O senador Eduardo Braga, do MDB, é uma figura proeminente na política amazonense, ocupando uma cadeira no Senado desde janeiro de 2011. Esta será sua terceira tentativa de reeleição ao cargo. Antes de sua trajetória no parlamento federal, Braga construiu uma sólida carreira no estado, atuando nos níveis municipal e estadual, além de ter exercido funções no Executivo. Ele também disputou o governo do Amazonas em 2014, 2017 e 2022, sem êxito.
Evandro de Oliveira, representante do PSTU, é um operário mecânico com militância ativa junto aos terceirizados da Petrobrás. Sua candidatura marca sua primeira incursão em disputas eleitorais, e ele não possui perfis públicos em redes sociais.

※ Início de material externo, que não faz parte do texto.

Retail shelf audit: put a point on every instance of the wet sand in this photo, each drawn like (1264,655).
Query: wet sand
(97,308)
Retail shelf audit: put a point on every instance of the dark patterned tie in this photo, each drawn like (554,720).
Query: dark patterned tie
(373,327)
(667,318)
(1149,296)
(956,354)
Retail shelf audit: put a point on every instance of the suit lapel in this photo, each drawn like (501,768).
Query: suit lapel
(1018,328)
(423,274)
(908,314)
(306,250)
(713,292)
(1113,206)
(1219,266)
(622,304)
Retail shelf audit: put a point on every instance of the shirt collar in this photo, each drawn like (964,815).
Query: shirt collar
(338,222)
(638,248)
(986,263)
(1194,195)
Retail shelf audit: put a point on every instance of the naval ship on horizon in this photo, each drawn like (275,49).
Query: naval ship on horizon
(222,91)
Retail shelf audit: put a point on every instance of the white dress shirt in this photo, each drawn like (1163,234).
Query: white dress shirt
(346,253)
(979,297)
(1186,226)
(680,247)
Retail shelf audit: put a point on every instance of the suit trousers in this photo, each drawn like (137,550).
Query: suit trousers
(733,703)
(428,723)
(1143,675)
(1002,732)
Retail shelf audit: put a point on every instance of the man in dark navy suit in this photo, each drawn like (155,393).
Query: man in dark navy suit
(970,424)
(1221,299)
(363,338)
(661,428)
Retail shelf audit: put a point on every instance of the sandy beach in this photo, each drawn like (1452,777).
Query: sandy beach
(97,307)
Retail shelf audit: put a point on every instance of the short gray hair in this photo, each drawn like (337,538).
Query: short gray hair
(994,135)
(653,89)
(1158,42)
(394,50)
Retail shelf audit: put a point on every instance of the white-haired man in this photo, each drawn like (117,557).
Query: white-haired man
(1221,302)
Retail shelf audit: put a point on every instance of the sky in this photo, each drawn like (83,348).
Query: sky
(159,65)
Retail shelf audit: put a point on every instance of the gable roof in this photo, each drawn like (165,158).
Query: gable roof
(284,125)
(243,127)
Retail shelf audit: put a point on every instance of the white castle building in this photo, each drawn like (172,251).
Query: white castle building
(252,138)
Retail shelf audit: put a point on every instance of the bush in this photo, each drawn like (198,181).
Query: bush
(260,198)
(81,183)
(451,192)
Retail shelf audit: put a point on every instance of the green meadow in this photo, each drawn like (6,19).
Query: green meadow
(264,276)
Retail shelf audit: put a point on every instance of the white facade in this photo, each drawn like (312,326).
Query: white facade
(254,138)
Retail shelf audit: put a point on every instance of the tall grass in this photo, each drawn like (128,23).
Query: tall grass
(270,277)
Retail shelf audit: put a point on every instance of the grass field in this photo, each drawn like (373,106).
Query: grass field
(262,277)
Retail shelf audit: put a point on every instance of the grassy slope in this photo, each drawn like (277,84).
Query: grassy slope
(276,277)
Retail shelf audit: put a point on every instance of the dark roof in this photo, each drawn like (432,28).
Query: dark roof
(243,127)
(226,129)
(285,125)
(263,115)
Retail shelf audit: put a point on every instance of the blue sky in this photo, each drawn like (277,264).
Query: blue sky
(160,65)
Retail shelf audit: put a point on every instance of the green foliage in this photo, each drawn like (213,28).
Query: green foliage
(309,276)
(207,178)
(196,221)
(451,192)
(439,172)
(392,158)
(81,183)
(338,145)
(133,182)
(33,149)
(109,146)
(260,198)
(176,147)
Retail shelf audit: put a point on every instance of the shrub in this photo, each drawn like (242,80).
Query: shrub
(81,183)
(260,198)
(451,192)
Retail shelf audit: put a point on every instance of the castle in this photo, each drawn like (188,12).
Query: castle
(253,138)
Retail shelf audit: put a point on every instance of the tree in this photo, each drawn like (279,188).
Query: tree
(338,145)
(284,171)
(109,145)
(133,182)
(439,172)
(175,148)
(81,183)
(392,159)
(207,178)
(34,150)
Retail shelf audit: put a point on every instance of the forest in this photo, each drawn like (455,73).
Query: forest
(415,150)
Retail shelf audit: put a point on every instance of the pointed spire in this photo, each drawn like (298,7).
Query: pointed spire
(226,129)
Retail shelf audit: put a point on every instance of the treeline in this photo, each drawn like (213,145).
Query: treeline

A Rede Sustentabilidade apresenta Ismael Munduruku, cacique do Parque das Tribos e uma liderança indígena reconhecida. Sua trajetória é fortemente ligada à defesa dos povos tradicionais e suas causas.

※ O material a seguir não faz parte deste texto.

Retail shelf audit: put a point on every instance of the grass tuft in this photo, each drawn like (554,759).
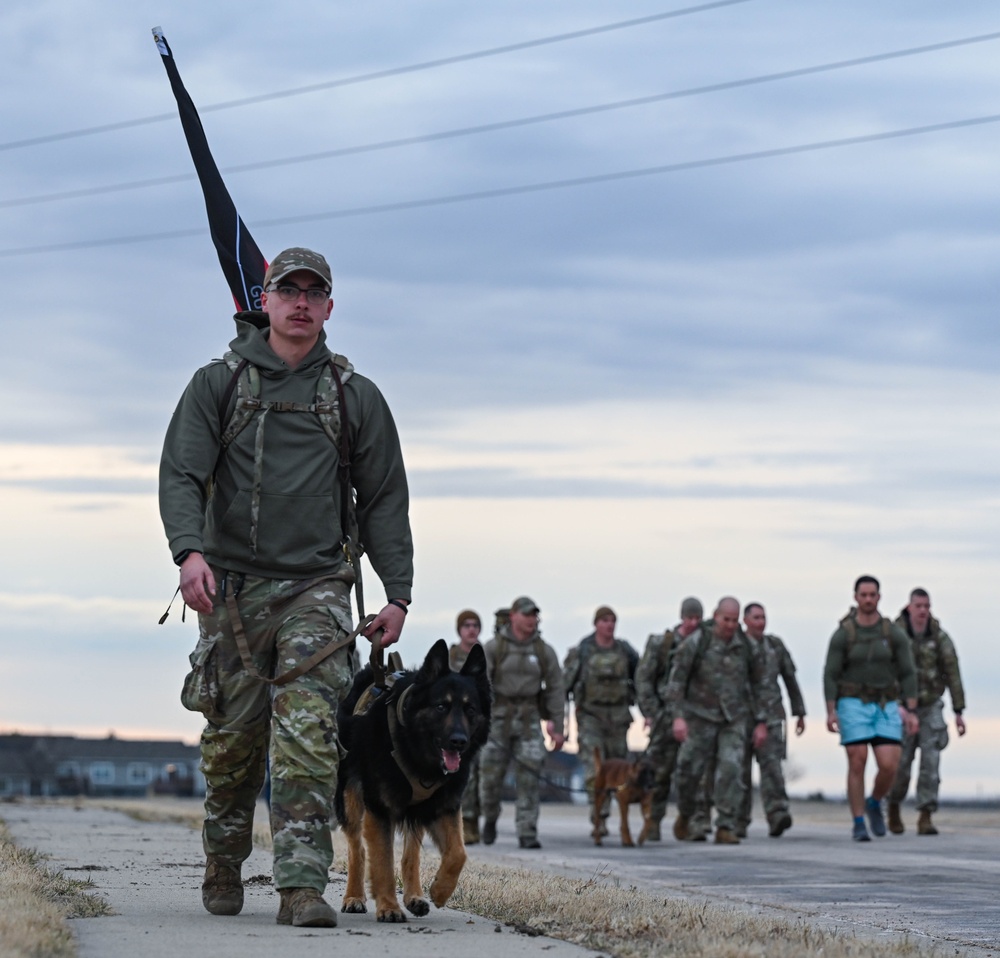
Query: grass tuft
(35,903)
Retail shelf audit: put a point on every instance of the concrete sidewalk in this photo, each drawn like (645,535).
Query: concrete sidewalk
(150,873)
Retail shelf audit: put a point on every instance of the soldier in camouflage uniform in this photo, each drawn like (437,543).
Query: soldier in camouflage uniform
(599,675)
(651,687)
(937,668)
(469,625)
(258,520)
(715,689)
(527,689)
(775,662)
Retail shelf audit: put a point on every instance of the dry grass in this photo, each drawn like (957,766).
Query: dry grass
(35,903)
(601,914)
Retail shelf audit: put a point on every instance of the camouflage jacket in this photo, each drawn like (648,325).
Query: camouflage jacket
(936,661)
(601,681)
(456,657)
(652,672)
(525,675)
(877,666)
(296,530)
(775,662)
(716,680)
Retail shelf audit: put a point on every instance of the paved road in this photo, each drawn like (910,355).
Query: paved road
(150,872)
(945,888)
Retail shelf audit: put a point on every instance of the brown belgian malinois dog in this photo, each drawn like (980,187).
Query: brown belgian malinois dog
(628,781)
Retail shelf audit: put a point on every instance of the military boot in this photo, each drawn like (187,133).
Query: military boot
(222,889)
(305,908)
(724,836)
(470,831)
(924,824)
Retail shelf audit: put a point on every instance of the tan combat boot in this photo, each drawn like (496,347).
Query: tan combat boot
(222,889)
(470,831)
(305,908)
(924,825)
(723,836)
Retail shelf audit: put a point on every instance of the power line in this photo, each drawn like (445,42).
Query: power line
(503,124)
(525,188)
(377,75)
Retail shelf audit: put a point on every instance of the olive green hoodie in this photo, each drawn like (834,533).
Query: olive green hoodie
(299,526)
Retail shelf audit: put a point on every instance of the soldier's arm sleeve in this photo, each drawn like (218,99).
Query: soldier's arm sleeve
(555,694)
(949,662)
(833,668)
(758,677)
(190,453)
(379,478)
(906,671)
(645,680)
(680,672)
(571,672)
(797,703)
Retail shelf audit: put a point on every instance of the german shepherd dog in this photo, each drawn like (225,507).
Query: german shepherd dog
(408,760)
(628,781)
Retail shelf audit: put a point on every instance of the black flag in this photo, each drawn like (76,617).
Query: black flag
(241,259)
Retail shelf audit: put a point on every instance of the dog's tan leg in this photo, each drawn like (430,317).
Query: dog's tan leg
(354,895)
(599,790)
(410,867)
(382,868)
(623,810)
(447,835)
(647,816)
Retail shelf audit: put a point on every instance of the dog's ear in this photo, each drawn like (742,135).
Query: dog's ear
(436,663)
(475,664)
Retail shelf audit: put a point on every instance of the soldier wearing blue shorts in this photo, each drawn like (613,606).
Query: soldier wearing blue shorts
(870,686)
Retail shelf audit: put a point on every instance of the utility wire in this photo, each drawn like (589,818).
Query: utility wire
(502,124)
(377,75)
(526,188)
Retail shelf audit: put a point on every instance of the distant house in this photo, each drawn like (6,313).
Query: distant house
(68,765)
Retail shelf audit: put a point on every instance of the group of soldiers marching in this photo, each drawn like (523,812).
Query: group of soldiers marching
(709,693)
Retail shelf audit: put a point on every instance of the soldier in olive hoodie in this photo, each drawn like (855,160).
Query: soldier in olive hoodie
(252,497)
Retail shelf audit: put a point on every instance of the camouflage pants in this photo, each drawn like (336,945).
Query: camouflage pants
(772,779)
(662,751)
(284,624)
(931,739)
(723,743)
(515,734)
(591,733)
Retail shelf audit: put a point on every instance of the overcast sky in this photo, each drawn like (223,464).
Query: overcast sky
(757,375)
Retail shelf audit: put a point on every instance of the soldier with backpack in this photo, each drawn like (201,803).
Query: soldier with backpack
(527,690)
(870,686)
(278,463)
(936,663)
(776,661)
(651,677)
(599,676)
(715,689)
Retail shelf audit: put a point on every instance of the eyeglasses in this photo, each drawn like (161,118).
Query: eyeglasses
(289,293)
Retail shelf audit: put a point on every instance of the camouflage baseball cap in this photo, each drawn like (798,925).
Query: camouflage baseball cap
(691,606)
(524,605)
(291,260)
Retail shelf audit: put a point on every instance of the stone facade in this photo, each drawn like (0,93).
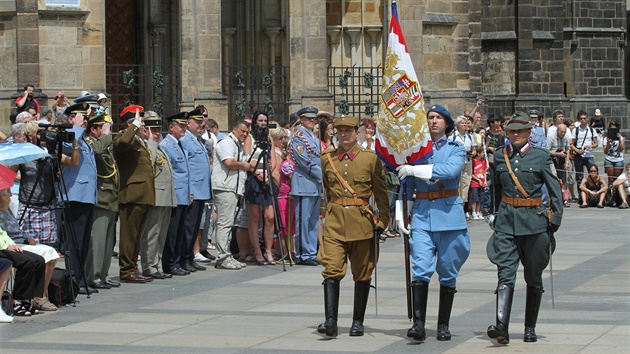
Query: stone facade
(540,54)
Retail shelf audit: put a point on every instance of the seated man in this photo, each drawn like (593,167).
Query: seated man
(11,226)
(622,183)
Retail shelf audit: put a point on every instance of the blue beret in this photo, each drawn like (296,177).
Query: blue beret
(181,118)
(450,125)
(308,112)
(534,113)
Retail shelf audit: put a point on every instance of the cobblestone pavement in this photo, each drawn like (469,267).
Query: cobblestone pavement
(266,310)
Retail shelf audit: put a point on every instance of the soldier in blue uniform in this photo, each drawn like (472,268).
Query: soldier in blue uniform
(306,185)
(175,236)
(199,184)
(439,239)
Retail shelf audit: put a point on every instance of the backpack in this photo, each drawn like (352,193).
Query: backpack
(63,287)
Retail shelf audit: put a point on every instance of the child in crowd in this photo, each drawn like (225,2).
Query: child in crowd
(478,182)
(284,192)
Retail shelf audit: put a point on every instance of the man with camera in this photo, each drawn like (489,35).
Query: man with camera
(584,140)
(80,183)
(137,191)
(558,145)
(104,216)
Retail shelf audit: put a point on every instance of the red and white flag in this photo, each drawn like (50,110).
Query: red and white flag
(402,132)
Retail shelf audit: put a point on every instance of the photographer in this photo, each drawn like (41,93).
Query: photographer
(258,194)
(37,190)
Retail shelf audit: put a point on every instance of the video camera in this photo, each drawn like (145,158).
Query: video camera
(261,133)
(51,134)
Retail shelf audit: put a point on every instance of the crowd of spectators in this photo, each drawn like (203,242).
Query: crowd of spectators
(179,195)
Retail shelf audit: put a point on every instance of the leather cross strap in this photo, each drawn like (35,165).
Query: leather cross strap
(521,201)
(516,182)
(442,193)
(356,201)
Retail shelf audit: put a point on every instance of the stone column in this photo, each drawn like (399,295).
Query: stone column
(308,56)
(27,20)
(201,56)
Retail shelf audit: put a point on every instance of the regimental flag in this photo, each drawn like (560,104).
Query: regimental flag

A coligação Rede/Psol confirmou a Professora Evany Nascimento como candidata. Graduada em Educação Artística pela Universidade Federal do Amazonas (UFAM) e com doutorado em Design pela PUC-Rio, a Professora Evany possui experiência na área de Educação e atua em militância no estado.
Plínio Valério, do PSDB, ascendeu ao Senado Federal em 2018, após ter uma votação que o colocou como o candidato mais votado para a Câmara Municipal de Manaus. Durante seu mandato, presidiu a Comissão Parlamentar de Inquérito que investigou Organizações Não Governamentais (ONGs) na Amazônia. Sua atuação foi pontuada por declarações controversas, incluindo uma afirmação em 2025 sobre ter tido vontade de enforcar a ministra Marina Silva e a admissão de não entender a Zona Franca de Manaus.
O ex-governador Wilson Lima, do União Brasil, iniciou sua carreira política em 2018, sendo eleito governador do Amazonas. Reeleito quatro anos depois, renunciou ao cargo em abril deste ano para concorrer ao Senado Federal. Seus mandatos foram marcados por escândalos na área da saúde, incluindo uma operação da Polícia Federal em junho de 2020 que investigava irregularidades na compra de respiradores durante a pandemia de Covid-19. Atualmente, ele é réu no Superior Tribunal de Justiça (STJ).
Por fim, Xuxa do Amazonas, cujo nome de batismo é Milton Rogério Moreira Pinto, é natural do Rio de Janeiro. Em 2019, foi um dos fundadores do Amazonas FC, um clube de futebol. Em outubro de 2024, Xuxa foi detido por suspeita de crime eleitoral, sendo encontrado com dinheiro e material de campanha, mas foi posteriormente solto.
A diversidade de nomes e suas respectivas histórias políticas sinaliza uma eleição competitiva e com múltiplos discursos. Acompanhar as propostas e o desenrolar das campanhas será fundamental para os eleitores do Amazonas definirem sua representação no Senado Federal nos próximos anos.